Annie's pew was just in front of Lyra's, and Lyra pursed her mouth in

burlesque surprise as Annie got into it with Idella and turned round to

lift the child to the seat. While Mr. Peck was giving out the hymn, Lyra

leaned forward and whispered-"Don't imagine that this turnout is _all_ on your account, Annie. He's

going to preach against the Social Union and the social glass."

The banter echoed a mechanical expectation in Annie's heart, which was

probably present in many others there.

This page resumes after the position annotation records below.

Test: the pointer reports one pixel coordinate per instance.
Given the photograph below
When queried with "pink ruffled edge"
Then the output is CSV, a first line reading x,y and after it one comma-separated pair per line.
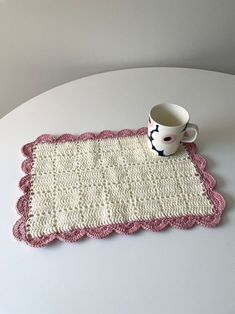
x,y
186,222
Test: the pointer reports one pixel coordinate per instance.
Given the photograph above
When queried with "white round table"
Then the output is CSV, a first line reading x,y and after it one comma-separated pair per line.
x,y
175,271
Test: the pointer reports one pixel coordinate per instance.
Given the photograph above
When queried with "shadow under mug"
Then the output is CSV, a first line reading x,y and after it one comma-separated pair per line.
x,y
168,127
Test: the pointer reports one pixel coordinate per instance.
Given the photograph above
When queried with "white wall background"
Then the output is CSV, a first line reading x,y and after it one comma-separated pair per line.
x,y
44,43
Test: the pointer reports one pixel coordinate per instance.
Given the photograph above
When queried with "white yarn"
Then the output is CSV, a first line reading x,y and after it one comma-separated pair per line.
x,y
102,182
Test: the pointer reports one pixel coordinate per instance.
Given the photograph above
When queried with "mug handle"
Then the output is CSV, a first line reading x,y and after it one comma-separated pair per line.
x,y
190,134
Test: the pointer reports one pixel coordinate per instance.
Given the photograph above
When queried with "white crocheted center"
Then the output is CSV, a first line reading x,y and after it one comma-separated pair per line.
x,y
101,182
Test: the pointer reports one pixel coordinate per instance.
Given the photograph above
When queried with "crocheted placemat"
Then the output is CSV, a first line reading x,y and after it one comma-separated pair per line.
x,y
94,184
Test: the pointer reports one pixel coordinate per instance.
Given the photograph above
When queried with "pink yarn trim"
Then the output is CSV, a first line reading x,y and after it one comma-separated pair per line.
x,y
186,222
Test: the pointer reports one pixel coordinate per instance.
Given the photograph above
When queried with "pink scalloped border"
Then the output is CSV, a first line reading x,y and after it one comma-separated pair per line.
x,y
186,222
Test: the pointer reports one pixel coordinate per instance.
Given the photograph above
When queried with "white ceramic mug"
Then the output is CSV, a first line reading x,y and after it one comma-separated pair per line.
x,y
168,127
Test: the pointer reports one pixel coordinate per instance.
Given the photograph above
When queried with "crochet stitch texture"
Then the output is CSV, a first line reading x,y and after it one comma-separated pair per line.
x,y
91,183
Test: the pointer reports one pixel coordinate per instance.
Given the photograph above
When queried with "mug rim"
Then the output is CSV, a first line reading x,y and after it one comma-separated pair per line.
x,y
170,105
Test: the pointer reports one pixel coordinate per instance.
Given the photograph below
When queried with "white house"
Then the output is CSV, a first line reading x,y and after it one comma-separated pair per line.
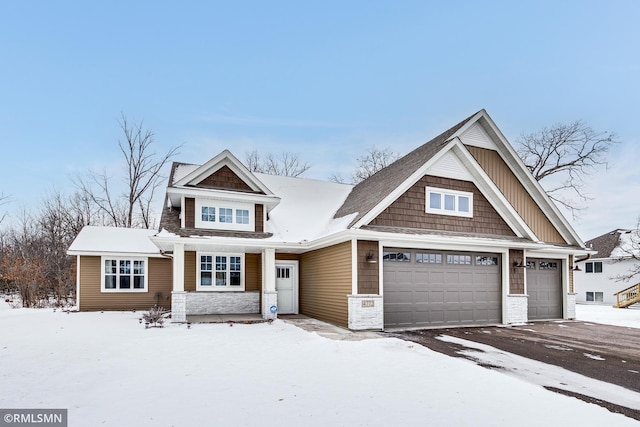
x,y
598,279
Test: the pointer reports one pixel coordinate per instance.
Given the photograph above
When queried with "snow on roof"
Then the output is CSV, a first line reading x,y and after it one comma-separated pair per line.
x,y
93,239
628,244
182,170
307,207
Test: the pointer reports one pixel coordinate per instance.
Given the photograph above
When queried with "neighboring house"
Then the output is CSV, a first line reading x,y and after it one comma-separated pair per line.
x,y
457,232
596,281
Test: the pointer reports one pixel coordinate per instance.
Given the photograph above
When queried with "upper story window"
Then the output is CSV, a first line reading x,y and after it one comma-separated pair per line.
x,y
593,267
222,215
123,275
449,202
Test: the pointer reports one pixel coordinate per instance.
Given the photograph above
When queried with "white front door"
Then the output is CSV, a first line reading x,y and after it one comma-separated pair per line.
x,y
287,288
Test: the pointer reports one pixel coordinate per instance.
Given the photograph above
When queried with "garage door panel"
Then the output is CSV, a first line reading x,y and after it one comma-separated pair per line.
x,y
442,294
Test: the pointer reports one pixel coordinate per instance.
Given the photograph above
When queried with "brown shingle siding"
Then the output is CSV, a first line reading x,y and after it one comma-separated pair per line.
x,y
516,194
409,211
225,179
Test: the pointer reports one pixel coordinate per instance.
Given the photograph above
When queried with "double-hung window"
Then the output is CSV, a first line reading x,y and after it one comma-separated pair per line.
x,y
593,267
449,202
224,215
220,272
123,275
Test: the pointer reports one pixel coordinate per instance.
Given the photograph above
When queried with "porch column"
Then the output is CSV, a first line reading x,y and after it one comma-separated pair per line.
x,y
269,294
178,296
178,267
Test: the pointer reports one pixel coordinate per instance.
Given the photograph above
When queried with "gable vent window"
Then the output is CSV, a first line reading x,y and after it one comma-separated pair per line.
x,y
208,214
593,267
242,216
449,202
214,215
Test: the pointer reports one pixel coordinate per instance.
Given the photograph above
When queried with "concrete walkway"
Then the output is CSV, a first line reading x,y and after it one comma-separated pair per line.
x,y
328,330
307,323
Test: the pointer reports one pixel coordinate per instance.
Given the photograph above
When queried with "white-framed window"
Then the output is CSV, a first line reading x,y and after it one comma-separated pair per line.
x,y
593,267
428,258
242,216
220,272
121,274
595,296
208,213
396,256
224,215
459,259
486,260
449,202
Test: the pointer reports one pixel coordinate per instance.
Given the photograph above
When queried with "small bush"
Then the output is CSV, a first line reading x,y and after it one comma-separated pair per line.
x,y
154,317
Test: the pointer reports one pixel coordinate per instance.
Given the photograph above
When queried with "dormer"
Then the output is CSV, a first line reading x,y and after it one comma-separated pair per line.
x,y
221,195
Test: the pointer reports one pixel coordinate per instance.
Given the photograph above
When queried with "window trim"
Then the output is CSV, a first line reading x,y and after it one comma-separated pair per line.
x,y
124,258
445,192
213,287
594,267
234,207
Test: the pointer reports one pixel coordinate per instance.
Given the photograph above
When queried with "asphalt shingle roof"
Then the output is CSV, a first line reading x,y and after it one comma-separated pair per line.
x,y
369,193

It was some time before she could

cast it out, even after he had taken his text, "I am the Resurrection and

the Life," and she followed him with a mechanical disappointment at his

failure to meet it.

He began by saying that he wished to dissociate his text in his hearers'

minds from the scent of the upturned earth, and the fall of clods upon

the coffin lid, and he asked them to join him in attempting to find in it

another meaning beside that which it usually carried. He believed that

those words of Christ ought to speak to us of this world as well as the

next, and enjoin upon us the example which we might all find in Him, as

well as promise us immortality with Him. As the minister went on, Annie

followed him with the interest which her belief that she heard between the

words inspired, and occasionally in a discontent with what seemed a

mystical, almost a fantastical, quality of his thought.

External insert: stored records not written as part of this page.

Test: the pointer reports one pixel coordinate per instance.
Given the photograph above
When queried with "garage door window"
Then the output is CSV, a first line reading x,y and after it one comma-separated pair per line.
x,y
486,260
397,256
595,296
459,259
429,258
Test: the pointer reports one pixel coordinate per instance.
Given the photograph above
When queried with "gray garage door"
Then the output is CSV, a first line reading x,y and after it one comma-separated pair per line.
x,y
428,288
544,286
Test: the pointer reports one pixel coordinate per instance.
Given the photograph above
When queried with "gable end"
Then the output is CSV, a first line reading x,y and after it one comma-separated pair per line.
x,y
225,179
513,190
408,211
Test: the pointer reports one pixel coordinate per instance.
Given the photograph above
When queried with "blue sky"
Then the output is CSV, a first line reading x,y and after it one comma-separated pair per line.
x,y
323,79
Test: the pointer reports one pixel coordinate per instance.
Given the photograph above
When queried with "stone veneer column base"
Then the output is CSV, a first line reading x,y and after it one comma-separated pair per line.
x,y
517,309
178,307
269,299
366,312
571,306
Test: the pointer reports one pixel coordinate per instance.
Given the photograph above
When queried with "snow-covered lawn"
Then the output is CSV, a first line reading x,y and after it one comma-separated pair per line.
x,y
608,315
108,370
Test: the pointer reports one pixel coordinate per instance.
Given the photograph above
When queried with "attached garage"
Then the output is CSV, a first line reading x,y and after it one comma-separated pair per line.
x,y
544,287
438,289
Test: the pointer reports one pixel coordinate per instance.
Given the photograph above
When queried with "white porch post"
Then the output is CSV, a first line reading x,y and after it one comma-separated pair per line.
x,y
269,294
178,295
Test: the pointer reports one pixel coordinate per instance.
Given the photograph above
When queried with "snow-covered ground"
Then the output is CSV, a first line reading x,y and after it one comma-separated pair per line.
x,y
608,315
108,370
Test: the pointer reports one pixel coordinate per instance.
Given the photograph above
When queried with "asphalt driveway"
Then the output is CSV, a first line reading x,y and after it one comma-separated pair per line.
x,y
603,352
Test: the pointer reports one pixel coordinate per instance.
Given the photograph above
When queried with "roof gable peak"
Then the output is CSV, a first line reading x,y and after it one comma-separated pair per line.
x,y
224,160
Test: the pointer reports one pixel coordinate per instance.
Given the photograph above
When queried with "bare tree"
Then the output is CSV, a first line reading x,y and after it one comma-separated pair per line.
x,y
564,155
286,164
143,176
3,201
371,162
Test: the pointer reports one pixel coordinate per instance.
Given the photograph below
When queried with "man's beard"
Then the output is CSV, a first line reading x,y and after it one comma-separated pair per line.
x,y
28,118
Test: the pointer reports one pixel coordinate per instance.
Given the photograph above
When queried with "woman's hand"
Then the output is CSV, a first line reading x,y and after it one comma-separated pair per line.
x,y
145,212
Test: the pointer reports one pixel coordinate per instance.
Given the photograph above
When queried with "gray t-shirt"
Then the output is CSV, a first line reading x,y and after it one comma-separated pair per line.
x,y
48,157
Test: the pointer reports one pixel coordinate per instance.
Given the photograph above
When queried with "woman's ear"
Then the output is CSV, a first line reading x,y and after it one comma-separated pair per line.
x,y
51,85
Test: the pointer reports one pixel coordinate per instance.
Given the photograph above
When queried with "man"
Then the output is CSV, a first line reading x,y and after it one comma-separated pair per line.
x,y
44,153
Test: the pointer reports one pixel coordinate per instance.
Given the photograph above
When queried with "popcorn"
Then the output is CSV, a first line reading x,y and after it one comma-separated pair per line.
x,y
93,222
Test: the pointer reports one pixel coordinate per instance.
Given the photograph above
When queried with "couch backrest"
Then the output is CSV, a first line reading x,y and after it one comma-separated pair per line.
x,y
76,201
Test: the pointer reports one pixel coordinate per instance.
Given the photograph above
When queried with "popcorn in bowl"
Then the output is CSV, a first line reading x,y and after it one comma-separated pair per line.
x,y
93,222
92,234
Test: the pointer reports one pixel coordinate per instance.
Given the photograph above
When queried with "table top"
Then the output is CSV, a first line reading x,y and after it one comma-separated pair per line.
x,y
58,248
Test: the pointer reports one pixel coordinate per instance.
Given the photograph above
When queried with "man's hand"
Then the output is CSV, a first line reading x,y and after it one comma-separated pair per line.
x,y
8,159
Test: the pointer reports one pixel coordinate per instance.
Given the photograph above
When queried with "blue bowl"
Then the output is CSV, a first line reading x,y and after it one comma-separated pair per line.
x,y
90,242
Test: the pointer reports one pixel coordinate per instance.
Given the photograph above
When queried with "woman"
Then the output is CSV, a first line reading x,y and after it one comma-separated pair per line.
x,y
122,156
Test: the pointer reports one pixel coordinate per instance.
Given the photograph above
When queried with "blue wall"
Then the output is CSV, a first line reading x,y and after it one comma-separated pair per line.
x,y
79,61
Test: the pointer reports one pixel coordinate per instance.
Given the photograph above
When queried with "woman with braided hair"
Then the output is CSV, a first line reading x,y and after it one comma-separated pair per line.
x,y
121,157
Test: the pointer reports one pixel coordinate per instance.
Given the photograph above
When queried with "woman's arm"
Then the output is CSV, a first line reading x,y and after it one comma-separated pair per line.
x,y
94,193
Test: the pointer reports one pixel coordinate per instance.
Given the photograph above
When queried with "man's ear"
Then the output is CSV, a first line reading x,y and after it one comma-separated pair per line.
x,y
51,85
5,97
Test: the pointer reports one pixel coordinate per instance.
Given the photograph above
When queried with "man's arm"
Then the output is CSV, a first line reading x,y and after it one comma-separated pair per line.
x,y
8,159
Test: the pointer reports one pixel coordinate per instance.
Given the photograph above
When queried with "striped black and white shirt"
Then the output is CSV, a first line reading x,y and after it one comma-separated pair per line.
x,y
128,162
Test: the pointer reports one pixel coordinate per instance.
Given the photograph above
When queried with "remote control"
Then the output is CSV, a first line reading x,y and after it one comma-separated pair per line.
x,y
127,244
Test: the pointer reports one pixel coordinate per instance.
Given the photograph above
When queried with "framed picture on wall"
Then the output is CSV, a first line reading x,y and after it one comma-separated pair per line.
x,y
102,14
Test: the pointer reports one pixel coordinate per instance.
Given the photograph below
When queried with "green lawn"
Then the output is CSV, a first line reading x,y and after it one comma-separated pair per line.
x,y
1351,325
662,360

"There is an evolution," he continued, "in the moral as well as in the

material world, and good unfolds in greater good; that which was once

best ceases to be in that which is better. In the political world we have

striven forward to liberty as to the final good, but with this achieved we

find that liberty is only a means and not an end, and that we shall abuse

it as a means if we do not use it, even sacrifice it, to promote equality;

or in other words, equality is the perfect work, the evolution of liberty.

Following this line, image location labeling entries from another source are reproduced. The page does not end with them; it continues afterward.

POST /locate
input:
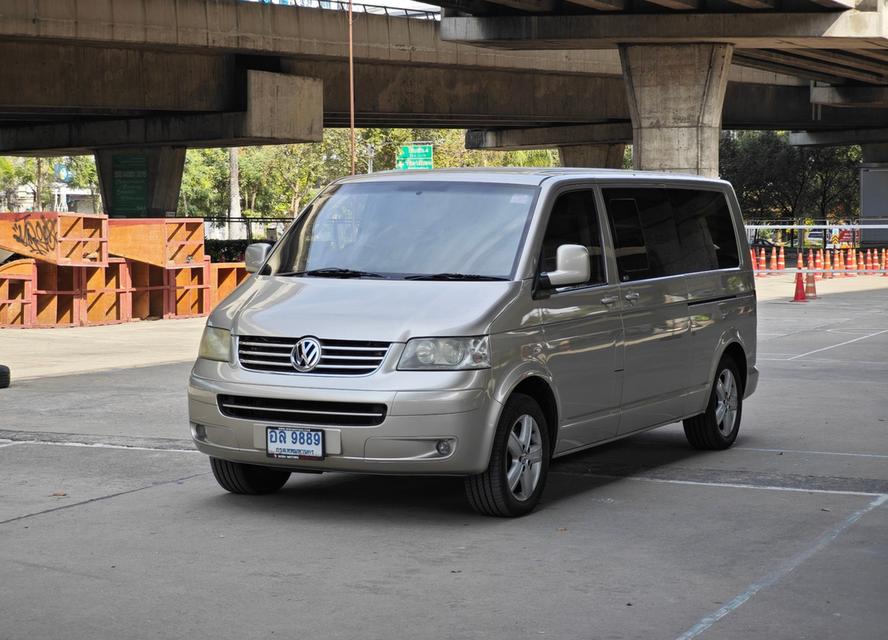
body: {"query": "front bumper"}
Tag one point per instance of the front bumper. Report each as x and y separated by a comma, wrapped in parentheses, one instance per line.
(404, 443)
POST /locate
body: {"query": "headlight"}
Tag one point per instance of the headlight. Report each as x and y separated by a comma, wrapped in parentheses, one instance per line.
(215, 344)
(430, 354)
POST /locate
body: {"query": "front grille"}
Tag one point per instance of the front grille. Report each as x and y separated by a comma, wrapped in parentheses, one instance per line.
(309, 412)
(338, 357)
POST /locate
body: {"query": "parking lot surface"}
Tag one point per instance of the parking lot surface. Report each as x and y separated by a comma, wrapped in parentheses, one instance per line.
(112, 526)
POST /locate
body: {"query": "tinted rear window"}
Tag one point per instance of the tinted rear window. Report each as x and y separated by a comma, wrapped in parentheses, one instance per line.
(664, 232)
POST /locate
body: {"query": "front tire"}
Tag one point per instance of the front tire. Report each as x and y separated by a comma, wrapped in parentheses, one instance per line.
(519, 462)
(247, 478)
(717, 427)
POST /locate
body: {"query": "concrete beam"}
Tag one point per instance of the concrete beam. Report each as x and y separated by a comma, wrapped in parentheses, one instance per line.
(531, 6)
(92, 79)
(280, 109)
(821, 64)
(431, 96)
(836, 30)
(873, 97)
(601, 5)
(548, 137)
(216, 26)
(679, 5)
(755, 4)
(604, 156)
(838, 138)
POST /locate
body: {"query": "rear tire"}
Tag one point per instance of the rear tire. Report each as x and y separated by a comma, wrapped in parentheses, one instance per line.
(519, 462)
(247, 478)
(717, 427)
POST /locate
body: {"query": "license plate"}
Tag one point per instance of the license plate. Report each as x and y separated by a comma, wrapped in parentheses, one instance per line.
(296, 443)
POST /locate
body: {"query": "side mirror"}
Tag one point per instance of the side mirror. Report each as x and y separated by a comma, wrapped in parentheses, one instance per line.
(256, 255)
(572, 262)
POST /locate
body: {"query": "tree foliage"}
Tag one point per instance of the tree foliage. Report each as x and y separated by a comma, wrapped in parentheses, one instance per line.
(277, 181)
(775, 180)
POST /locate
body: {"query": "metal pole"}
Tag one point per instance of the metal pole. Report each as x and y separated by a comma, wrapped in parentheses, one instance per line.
(351, 84)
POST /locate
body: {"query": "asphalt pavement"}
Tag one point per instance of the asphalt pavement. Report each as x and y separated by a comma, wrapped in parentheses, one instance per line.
(111, 526)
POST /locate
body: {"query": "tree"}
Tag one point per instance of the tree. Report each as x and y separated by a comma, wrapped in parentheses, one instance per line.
(84, 175)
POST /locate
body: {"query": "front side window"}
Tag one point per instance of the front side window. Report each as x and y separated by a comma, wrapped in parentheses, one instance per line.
(410, 229)
(574, 221)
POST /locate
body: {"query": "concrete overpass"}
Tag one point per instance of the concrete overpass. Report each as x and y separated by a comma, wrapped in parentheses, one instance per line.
(155, 76)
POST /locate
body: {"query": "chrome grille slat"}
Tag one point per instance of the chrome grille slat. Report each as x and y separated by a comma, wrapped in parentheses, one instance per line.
(268, 363)
(253, 352)
(228, 405)
(343, 366)
(338, 357)
(303, 412)
(268, 344)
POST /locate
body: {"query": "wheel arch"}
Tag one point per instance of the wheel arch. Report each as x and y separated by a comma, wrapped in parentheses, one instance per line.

Patriotism has been the virtue which has secured an image of brotherhood,

rude and imperfect, to large numbers of men within certain limits, but

nationality must perish before the universal ideal of fraternity is

realised. Charity is the holiest of the agencies which have hitherto

wrought to redeem the race from savagery and despair; but there is

something holier yet than charity, something higher, something purer and

further from selfishness, something into which charity shall willingly grow

and cease, and that is _justice_. Not the justice of our Christless

codes, with their penalties, but the instinct of righteous shame which,

however dumbly, however obscurely, stirs in every honest man's heart when

his superfluity is confronted with another's destitution, and which is

destined to increase in power till it becomes the social as well as the

individual conscience. Then, in the truly Christian state, there shall be

no more asking and no more giving, no more gratitude and no more merit, no

more charity, but only and evermore justice; all shall share alike, and

want and luxury and killing toil and heartless indolence shall all cease

together.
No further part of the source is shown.